From: T.M. Schoewe
Whenever you have a serious reason to go to the doctor, you will find after taking your temperature and listening to your heart, he will order some blood drawn from your arm. And when the six or so tubes of blood come back from the lab, it is with a wonderful revelation about your life, all of which is found in your blood. The test results of your blood tell the doctor about your vitals, your kidneys, your liver, about the blood flowing in your veins, whether or not you are iron deficient or your blood sugar is high or low or your electrolytes are off. So your physical life is really in your blood, which tells your doctor how to deal with you. This is a great and mighty wonder!
There is another “great and mighty wonder” in the Word that says “without the shedding of blood there is no forgiveness of sin.” And it is precisely this prescription of blood by which the Doctor of doctors has saved humanity. Your spiritual life, it is in His blood.
Tucked in the 18th chapter of Dr. Luke’s gospel is a one-time-told parable of the two men that went into the temple to pray. The one man, a Pharisee, prayed about himself and told about himself to God, of all the things he did like fasting and tithing, etc.
He exalted himself before God and expressed his thanks that he was not like other people. The other man was a publican (a known sinner). He simply prayed “God be merciful” to me; or rather in the Greek, “God be propitiated” to me. He is saying there is no sacrifice, nor gift from man, that can appease the wrath of God; the only propitiation that could be acceptable to God and reconcile the publican to Him had to be made by God Himself.

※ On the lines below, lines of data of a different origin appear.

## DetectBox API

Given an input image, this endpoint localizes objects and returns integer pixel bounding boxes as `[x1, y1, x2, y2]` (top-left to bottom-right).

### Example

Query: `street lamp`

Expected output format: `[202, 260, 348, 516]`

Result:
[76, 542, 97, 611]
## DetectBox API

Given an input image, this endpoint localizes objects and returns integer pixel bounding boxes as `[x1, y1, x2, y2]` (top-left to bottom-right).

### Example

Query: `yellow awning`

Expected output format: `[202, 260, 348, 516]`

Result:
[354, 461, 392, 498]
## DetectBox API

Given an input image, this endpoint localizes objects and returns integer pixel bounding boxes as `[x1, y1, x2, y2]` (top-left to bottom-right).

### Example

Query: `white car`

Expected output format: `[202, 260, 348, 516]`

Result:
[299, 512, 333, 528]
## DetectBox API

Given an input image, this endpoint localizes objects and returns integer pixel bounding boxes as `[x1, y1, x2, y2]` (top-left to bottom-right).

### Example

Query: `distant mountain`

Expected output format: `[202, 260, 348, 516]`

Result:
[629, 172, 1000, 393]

And this is the reason that God the Son, Jesus Christ, came into the flesh; to be the propitiation for the sins of the people. So the publican prayed, “God be propitiated for me,” “be merciful to me!” This is what Jesus accomplished through His suffering, death, and the shedding of His blood on the cross. What the Old Testament sacrifices of blood-shedding taught people, was that “without the shedding of blood” there is no forgiveness. But the sacrifices that man made in order to appease God were actually not enough and it took Jesus’ crucifixion to serve as the final sacrifice to end all other blood-shedding and ensure mankind’s forgiveness. This is why we should either begin or close our prayers by remembering what the cross means!
We have a bit of an aversion to shiny silver or gold crosses which sometimes are even ornately decorated, only because they might wipe out or gloss over the suffering that Jesus endured on the cross. For this reason in younger years we copied Uncle Robert’s peach pit crosses. They are somewhat jagged and help us remember it was not a smooth operation but a rugged ordeal for Jesus; and that from His head, hands, side, feet and heart, flowed what it took to ensure God’s forgiveness and our reconciliation with Him.
P.S. Getting old and finding it not possible to do many things, we think maybe we will return to making some crosses out of peach pits.